Pieces that can be cut on a fold were not marked as such, like the CF and CB waist facings. The seam allowances were included, so I just removed the seam allowance when I traced the pattern pieces if I wanted to cut the piece on a fold.

I like that the fit was pretty great straight off the printer. There were 4 pattern pieces for the legs, 2 in front and 2 in back, this allowed for nice shaping around the derriere in particular. The alterations I made were more like design changes.

a little something special on the inside

Fashion fabric: A navy linen/something blend from Nancy's Sewing Basket in Seattle, it has a little bit of stretch, 3 yards at $12/yard

Hong Kong finish: A navy/white cotton lawn print that was leftover from another project

Interfacing: Pro-woven fusible from SewExciting

I like wide leg but not that wide leg

Alterations/design changes:

Reduced the flared legs – As drafted, the bottom hems were >32 inches around – woah! I used the slash and pivot method to take out some of the fullness - I slashed from the hem to the knee, then overlapped at the hem; I did this with all 4 leg pattern pieces.

Added rise to front and back – These are designed to be very low rise; as drafted the rise was 7’’ in front and 11.25’’ in back. I added 2’’ in front and in back for more coverage at the waist/belly.

Eliminated the flared hemline – The hemline is shaped so that the back of the leg is ~3’’ longer than the front. I really like this but I ended up removing most of that difference since I may wear these pants with flats.

Eliminated gaping at CB waist – I had the oft-seen gaposis at the CB seam at the waist so I just pinched that out when redrafting the pattern piece.

Buttonholes – I made bound buttonholes for more of a tailored look

Will there be a 'next time'?
I’d love to sew this again, and I know it’ll go much faster next time! I’m keeping my eyes peeled for a lightweight stretch denim for another summertime pair.

If I were to make this again, I would use larger (1’’) buttons and space them out a bit more, also I would move each line of buttonholes in another ~0.5’’ towards the center. (I used ¾’’ buttons because that is what was drawn on the pattern pieces.


Anonymous said...

Those look really cute on you!

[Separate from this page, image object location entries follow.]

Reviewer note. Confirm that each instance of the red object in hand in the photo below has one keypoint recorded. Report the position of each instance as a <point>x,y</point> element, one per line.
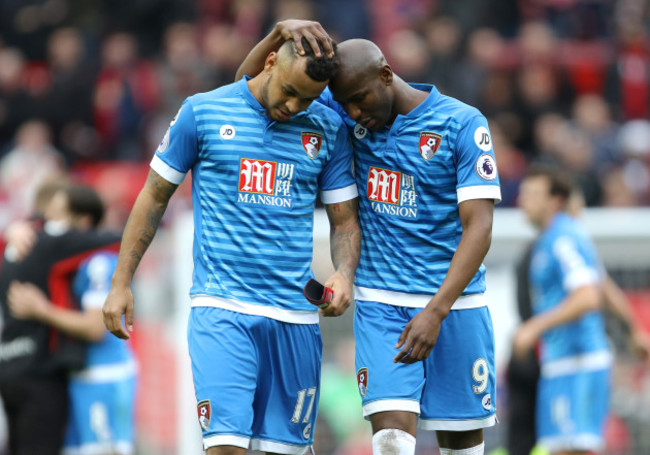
<point>317,294</point>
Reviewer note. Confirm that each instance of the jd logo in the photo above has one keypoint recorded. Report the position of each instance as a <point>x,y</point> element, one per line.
<point>482,138</point>
<point>227,132</point>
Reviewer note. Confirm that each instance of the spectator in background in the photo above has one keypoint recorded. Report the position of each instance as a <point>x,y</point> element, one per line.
<point>68,99</point>
<point>628,75</point>
<point>32,161</point>
<point>592,115</point>
<point>102,393</point>
<point>16,106</point>
<point>37,358</point>
<point>443,38</point>
<point>126,94</point>
<point>566,288</point>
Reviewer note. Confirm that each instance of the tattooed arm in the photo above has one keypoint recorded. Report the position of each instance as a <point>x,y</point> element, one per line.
<point>345,247</point>
<point>140,229</point>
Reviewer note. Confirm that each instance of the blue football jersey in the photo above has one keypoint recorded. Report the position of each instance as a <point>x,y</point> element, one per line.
<point>254,187</point>
<point>564,259</point>
<point>91,286</point>
<point>411,177</point>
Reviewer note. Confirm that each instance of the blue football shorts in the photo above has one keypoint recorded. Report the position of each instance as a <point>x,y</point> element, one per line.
<point>452,389</point>
<point>101,416</point>
<point>256,379</point>
<point>571,410</point>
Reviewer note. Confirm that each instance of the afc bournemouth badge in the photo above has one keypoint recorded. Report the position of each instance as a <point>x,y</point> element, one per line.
<point>362,380</point>
<point>311,142</point>
<point>429,143</point>
<point>204,414</point>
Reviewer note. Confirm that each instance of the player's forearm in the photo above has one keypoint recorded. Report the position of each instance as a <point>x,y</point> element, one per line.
<point>576,304</point>
<point>87,326</point>
<point>253,64</point>
<point>345,248</point>
<point>141,227</point>
<point>345,238</point>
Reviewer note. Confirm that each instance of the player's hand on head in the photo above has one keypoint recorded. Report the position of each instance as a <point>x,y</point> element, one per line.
<point>342,290</point>
<point>119,302</point>
<point>312,31</point>
<point>418,337</point>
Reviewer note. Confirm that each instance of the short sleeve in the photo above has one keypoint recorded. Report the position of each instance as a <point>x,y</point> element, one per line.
<point>178,149</point>
<point>574,266</point>
<point>336,181</point>
<point>476,166</point>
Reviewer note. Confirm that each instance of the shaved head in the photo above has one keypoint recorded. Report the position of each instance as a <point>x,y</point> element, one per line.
<point>363,85</point>
<point>360,57</point>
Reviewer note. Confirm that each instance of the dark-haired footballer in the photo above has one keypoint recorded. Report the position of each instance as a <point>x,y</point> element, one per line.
<point>428,181</point>
<point>260,152</point>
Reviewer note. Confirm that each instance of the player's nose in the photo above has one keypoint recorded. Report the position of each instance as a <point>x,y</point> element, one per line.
<point>293,106</point>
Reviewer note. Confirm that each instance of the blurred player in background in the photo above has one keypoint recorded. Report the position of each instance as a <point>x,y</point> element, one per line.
<point>259,152</point>
<point>38,354</point>
<point>428,181</point>
<point>523,370</point>
<point>566,287</point>
<point>102,393</point>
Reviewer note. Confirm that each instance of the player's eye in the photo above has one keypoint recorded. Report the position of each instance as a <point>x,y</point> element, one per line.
<point>357,98</point>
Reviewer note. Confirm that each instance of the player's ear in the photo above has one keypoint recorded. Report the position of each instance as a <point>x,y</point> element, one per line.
<point>386,75</point>
<point>271,61</point>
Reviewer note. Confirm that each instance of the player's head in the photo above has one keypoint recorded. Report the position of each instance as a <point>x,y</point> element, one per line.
<point>75,206</point>
<point>364,83</point>
<point>292,81</point>
<point>544,191</point>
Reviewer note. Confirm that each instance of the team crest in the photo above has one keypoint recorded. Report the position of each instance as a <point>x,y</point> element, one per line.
<point>311,142</point>
<point>205,412</point>
<point>429,144</point>
<point>362,380</point>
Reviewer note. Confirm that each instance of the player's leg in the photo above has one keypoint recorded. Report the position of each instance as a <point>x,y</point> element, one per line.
<point>390,392</point>
<point>457,401</point>
<point>287,398</point>
<point>572,407</point>
<point>225,373</point>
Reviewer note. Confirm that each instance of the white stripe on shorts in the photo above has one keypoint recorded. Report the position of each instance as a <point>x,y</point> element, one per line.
<point>591,361</point>
<point>277,447</point>
<point>279,314</point>
<point>458,425</point>
<point>464,302</point>
<point>226,440</point>
<point>391,405</point>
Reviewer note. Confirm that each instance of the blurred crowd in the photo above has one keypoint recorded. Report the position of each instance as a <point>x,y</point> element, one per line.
<point>95,82</point>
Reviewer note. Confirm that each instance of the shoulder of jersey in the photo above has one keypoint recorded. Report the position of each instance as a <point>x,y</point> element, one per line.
<point>456,108</point>
<point>320,113</point>
<point>220,92</point>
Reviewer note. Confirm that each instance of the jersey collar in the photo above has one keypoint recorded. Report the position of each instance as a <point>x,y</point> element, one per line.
<point>248,96</point>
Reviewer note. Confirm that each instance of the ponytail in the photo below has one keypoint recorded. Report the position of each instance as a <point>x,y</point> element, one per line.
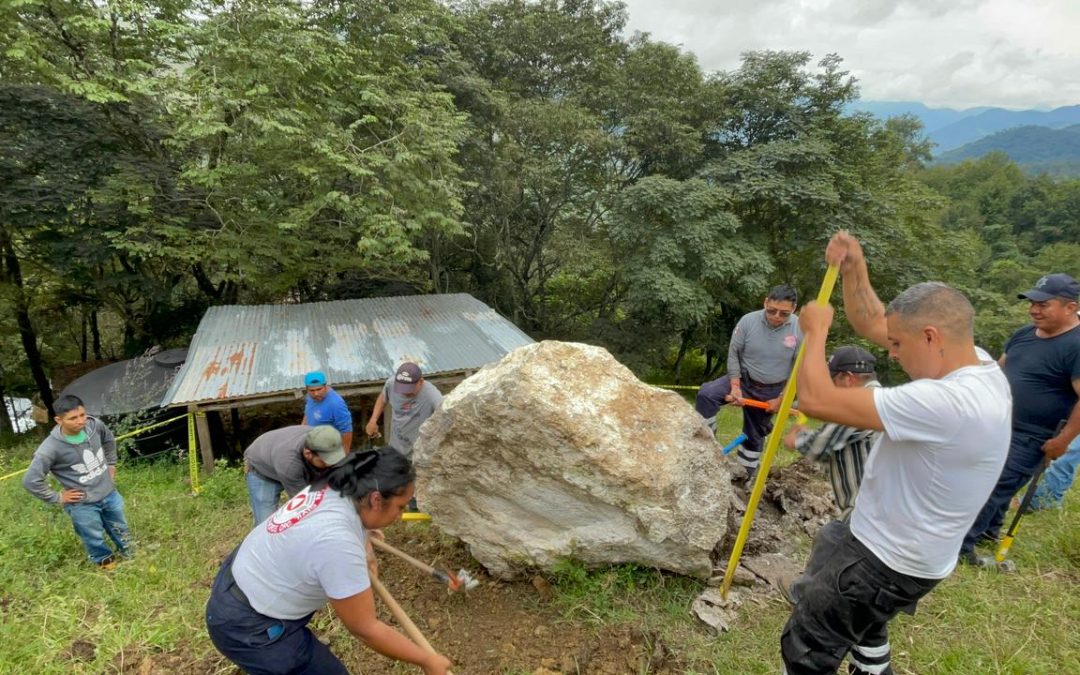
<point>360,474</point>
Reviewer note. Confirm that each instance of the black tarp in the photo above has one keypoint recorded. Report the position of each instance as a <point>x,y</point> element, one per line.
<point>126,395</point>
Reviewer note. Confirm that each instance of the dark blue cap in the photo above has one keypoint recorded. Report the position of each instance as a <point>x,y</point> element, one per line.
<point>1058,285</point>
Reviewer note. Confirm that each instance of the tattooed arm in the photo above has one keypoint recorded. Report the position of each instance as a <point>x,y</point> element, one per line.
<point>861,304</point>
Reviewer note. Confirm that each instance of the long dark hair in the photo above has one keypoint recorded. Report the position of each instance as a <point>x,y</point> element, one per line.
<point>382,470</point>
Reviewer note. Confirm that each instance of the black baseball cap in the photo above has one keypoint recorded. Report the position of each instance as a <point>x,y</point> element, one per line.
<point>851,359</point>
<point>1058,285</point>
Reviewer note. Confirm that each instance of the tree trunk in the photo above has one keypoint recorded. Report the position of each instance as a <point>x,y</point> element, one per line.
<point>95,332</point>
<point>7,426</point>
<point>13,273</point>
<point>83,338</point>
<point>687,335</point>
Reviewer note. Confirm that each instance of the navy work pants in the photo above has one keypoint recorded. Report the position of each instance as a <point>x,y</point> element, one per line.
<point>757,423</point>
<point>258,644</point>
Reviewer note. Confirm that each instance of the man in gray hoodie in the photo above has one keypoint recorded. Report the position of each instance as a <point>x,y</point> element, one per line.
<point>81,454</point>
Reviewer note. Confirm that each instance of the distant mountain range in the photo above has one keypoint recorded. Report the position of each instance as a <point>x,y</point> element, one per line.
<point>1038,149</point>
<point>1037,139</point>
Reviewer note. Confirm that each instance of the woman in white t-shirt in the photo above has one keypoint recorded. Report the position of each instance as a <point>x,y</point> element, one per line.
<point>313,550</point>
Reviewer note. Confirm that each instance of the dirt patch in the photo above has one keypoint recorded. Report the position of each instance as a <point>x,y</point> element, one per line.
<point>797,501</point>
<point>143,660</point>
<point>81,650</point>
<point>498,626</point>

Nice job.

Anonymous said...

Beautiful trousers!Can't wait to see your next creation!:)Eithne

renee said...

Really Christina. This is so helpful. Seeing how you use the Hong Kong finish, the way you took the fullness out of the pant and reading about your alteraions. And they make you bum look fantastic! They kind of fit like a jean don't they?

renee said...

I forgot to add that I am 100 percent in love with your shoes!

lupinbunny said...

noice pants!

i love the button front. and the HK seams are a bit swish too.

Kim said...

This turned out very well and looks so smart with that top. I concur with your button plans for next time out. The center panel has a wider proportion than the sailor pants I recall my dad wearing, so moving them in and using larger buttons appeals to me. Really cute.

Rain said...

You are my hero! I'm new to sewing and found the lack of clear instructions so confusing. Your photos and notes helped so much, I just finished them now.